The ifsof history are endless. But even in our contemporary world, politicians still seem oblivious to the merits or even (perish the thought) the existence of the ‘deniability’ doctrine. Take our own Prime Minister. He could have denied any knowledge of the declaration of a state of emergency within an already existing state of emergency (his deniability would have been more ‘plausible’ since he was outside the country at the time). He could have claimed an undeniable memory failure about authorizing compensation payments to members of his own family. He could have made dissolving Cabinets an art in its own right by denying any intention to dissolve the Cabinet.

 

Instead, the Prime Minister found himself entangled in justifying the emergency decrees; in suspending the compensation payments (thereby implicitly acknowledging their initial authorization); and in declaring a de Jure dissolution of the Cabinet while, in a futile attempt to retrieve some ‘deniability’, claiming that it did not necessarily constitute a de Facto one.

 

Apparently, the Prime Minister has never heard of “executive privilege” which gives the executive the privilege of simultaneously accepting full responsibility and denying any part of it.

 

As a political scientist I regard this blatant disregard of ‘deniability’ as a clear sign of political immaturity.
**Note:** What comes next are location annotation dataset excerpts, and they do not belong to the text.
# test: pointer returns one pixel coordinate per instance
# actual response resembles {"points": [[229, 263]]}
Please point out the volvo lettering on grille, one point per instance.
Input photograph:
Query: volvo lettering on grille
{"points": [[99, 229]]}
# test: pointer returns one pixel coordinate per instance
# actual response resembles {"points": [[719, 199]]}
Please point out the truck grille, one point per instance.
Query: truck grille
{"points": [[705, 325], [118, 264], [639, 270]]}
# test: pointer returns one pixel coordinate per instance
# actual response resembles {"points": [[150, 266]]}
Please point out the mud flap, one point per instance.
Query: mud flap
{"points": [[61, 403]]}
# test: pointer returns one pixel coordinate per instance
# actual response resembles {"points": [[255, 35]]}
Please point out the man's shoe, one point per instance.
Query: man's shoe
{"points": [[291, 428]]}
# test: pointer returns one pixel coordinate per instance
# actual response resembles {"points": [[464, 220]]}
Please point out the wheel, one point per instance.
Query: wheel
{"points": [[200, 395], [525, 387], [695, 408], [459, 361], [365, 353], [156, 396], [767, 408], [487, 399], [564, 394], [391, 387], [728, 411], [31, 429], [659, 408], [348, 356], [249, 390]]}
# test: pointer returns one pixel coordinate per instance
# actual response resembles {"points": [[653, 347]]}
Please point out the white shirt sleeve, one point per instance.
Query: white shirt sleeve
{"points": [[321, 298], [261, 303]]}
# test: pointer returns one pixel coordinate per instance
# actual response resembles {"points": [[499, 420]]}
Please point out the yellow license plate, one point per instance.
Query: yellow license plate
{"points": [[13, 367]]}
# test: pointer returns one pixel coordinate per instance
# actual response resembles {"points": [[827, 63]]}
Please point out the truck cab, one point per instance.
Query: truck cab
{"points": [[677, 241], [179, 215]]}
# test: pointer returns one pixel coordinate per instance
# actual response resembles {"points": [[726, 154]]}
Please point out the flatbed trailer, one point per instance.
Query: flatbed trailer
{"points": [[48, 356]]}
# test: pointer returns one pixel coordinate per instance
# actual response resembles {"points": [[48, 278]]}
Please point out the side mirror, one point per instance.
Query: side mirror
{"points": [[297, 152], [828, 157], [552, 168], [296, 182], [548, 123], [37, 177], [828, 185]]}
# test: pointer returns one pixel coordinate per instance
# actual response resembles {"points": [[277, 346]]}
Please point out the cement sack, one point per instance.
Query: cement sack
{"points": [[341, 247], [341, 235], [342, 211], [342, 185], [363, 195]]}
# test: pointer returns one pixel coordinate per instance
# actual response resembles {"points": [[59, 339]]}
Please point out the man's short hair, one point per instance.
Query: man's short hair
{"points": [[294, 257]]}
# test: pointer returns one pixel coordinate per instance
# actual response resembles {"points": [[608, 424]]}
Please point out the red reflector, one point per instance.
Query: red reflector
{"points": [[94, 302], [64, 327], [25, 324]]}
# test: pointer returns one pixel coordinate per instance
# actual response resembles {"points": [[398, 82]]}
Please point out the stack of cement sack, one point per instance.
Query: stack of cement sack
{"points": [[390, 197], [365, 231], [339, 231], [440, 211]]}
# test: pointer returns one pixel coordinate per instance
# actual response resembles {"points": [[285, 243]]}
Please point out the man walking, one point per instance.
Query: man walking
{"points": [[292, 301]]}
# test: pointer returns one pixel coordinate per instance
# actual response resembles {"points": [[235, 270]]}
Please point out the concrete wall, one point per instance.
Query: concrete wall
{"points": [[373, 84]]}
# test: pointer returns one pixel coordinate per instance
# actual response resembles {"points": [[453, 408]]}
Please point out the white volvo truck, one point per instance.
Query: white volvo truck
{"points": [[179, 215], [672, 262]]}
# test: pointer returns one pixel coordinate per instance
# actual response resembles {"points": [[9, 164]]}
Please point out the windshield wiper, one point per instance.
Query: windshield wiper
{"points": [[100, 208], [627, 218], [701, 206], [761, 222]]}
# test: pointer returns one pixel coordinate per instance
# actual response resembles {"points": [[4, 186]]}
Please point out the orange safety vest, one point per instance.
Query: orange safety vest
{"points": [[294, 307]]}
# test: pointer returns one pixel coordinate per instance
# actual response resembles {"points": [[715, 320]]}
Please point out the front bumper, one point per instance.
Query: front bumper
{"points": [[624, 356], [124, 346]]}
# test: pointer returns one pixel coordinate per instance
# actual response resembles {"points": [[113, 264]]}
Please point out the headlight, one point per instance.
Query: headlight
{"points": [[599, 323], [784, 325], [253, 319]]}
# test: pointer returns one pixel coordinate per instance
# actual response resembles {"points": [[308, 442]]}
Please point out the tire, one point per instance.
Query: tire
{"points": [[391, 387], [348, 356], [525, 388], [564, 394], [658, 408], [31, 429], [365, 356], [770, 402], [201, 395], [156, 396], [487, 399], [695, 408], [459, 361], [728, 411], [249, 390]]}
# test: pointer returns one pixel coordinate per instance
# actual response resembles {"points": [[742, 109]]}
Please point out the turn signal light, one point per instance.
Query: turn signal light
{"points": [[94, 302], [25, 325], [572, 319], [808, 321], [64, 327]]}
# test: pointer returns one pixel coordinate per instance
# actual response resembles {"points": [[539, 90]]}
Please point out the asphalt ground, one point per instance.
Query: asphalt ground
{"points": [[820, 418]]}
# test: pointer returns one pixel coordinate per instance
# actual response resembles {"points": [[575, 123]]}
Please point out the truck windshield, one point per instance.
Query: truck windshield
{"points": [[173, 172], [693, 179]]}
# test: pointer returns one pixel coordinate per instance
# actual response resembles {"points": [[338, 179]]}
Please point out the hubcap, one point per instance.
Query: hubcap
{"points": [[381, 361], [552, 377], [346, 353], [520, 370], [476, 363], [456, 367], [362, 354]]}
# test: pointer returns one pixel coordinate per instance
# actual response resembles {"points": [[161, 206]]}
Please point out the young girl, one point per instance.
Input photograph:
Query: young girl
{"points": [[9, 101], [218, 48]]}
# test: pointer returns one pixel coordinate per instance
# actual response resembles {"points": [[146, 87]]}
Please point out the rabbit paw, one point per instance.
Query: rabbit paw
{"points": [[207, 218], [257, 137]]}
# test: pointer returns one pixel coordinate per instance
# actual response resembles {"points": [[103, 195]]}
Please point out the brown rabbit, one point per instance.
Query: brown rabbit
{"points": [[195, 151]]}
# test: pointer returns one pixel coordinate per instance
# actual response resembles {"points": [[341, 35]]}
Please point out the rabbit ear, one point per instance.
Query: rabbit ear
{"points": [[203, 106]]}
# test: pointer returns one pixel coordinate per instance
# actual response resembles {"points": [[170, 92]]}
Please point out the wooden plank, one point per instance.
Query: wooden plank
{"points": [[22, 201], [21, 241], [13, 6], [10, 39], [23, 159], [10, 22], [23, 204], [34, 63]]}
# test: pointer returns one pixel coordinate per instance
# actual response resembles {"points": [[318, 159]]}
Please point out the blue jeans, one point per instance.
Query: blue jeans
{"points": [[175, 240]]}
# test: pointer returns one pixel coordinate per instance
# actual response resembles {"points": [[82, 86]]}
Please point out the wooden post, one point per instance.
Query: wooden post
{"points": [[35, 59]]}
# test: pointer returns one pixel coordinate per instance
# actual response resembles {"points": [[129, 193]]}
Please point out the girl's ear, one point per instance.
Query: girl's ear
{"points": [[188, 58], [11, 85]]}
I am seriously thinking of writing a book on the subject which should be made compulsory reading for aspirant non-American politicians. ‘Deniability’ is inherent in human nature; our children practice it all the time. What a pity that grown-up politicians cannot come to terms with it.

 

Personally, I became so enchanted with ‘deniability’, American-style, that I have been busy applying the theory on a personal level. I have discovered that it can work wonders. Consider, for instance, the time when I returned home at about three in the morning after a (expletive deleted) night in town. My wife was awake and waiting for me.

 

“Where have you been?” She shouted angrily.

 

“To the best of my recollection,” I answered, my words slurring, “the car broke down.”

 

“Do you realize what time it is?” she demanded menacingly.

 

“I don’t recall. I can’t remember” I answered, honestly. Under the circumstances my inability to recall key facts was rather embarrassing.

 

“When the car broke down,” she asked pointedly “Couldn’t you walk home or take a taxi?”

 

“It was not possible,” I answered evasively, “at least not from the middle of the Khartoum-Wad Medani road.”

 

“What were you doing in Wad Mcdani?” she shouted again.

 

“I never said I was in Wad Medal,” I answered, truthfully.

 

“What were you doing on the Khartoum-Wad Medani road, then?” she screamed at me.

 

“That is where the car broke down,” I replied.

 

”That is no answer and you know it!” she retorted clenching her fist.

 

“I don’t recall how the car got there, but it clearly was looking for a signal from me whether or not to proceed along that line,” I replied wondering where I got those words from.

 

“And did you give it?” she persisted.

 

“Give what?” I replied, startled that she may be stumbling on the truth.

 

”The signal!” she said.

 

“I think It is important to understand my state of mind at the time, and what things were of concern to me,” I said lamely, “But going to Wad Medani was not one of them.”

 

“I find this incredible, chilling and mind-boggling,” my wife cried.

 

“I don’t know,” I said, “I just never analyzed it quite the way that you are doing right now, I suppose.”

 

“Do you expect me to believe that?” she said vehemently.

 

“Why don’t you ask the car?” I suggested

 

My wife stormed out and I could hear shouting in the garage and pounding on the hood of the Datsun. After a while she came back and sat in a menacing silence. I was beginning to worry wondering if the Datsun had done a John-Dean on me. I summoned my last reserves of courage and asked haltingly:”What did the Datsun say?”

 

“Nothing,” my wife replied looking decidedly beaten “But the words ‘Fifth Amendment’ were written all over it!”